253 S.E.2d 190 | Ga. | 1979
THOMAS
v.
THE STATE.
Supreme Court of Georgia.
Tom W. Thomas, for appellant.
Vickers Neugent, District Attorney, Arthur K. Bolton, Attorney General, W. Davis Hewitt, Staff Assistant Attorney General, for appellee.
NICHOLS, Chief Justice.
Kenneth Van Thomas was convicted of the murder of Jerry Dean Inman, a woman, and was sentenced to life imprisonment. He appeals. This court affirms.
*218 1. Thomas contends that the failure of the arresting officer to give him his Miranda warnings (Miranda v. Arizona, 384 U.S. 436) renders his admissions and his tape-recorded statement inadmissible.

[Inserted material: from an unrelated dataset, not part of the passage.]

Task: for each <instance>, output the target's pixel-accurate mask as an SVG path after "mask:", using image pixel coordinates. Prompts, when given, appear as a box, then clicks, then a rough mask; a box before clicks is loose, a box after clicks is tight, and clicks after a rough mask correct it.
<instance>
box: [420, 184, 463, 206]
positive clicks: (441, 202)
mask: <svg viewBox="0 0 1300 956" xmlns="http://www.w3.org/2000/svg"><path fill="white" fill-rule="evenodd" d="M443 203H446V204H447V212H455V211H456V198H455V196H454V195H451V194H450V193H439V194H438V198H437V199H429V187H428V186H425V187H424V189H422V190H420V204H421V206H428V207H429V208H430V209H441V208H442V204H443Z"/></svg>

The arresting officer found the victim lying on the ground outside an apartment. Thomas drove up and parked his automobile, and the arresting officer asked Thomas for his driver's license. In response to the request to see the license, Thomas stated, "I'm the man that done it." Immediately, the arresting officer gave Thomas his Miranda warnings. The officer asked whether Thomas knew that his wife had been shot. Thomas responded by saying that he had shot her. Later Thomas gave a tape-recorded statement of the circumstances concerning the shooting.

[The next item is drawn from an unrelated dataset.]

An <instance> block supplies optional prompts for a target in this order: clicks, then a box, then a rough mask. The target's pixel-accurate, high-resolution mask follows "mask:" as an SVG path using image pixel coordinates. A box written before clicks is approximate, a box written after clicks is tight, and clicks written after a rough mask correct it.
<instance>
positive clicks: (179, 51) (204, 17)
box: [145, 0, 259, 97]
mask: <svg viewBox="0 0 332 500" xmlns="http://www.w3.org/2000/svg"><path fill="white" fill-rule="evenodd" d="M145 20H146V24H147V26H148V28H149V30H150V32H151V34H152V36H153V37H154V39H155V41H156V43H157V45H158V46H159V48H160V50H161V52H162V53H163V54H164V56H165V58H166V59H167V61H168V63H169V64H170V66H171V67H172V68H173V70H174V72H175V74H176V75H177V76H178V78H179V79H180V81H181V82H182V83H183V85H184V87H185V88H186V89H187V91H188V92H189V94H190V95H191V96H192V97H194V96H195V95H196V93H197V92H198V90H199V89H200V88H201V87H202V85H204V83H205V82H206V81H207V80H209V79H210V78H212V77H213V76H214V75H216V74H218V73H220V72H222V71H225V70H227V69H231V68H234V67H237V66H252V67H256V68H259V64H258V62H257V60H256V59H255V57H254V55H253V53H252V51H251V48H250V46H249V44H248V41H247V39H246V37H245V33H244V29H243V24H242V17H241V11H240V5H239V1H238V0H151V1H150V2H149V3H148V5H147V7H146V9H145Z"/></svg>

Thomas contends that the officer should have given him his Miranda warnings before asking to see his driver's license. "By its own terms Miranda is applicable to in-custody interrogation; it does not apply to general on-the-scene questioning. 384 U. S. at 477-478; Wilburn v. State, 230 Ga. 675 (2) (198 SE2d 857) (1973). The statement in question was voluntarily and spontaneously offered by the defendant prior to [his] being taken into custody and was thus properly admitted by the trial court." (Matter in brackets added.) Woods v. State, 242 Ga. 277 (248 SE2d 612) (1978).
There is no merit in the first enumeration of error.
2. In the absence of a written request to charge, it is not error for the trial court to decline to charge the law of voluntary manslaughter. State v. Stonaker, 236 Ga. 1 (222 SE2d 354) (1976); Bouttry v. State, 242 Ga. 60 (247 SE2d 859) (1978). The second enumeration of error is without merit.
Judgment affirmed. All the Justices concur.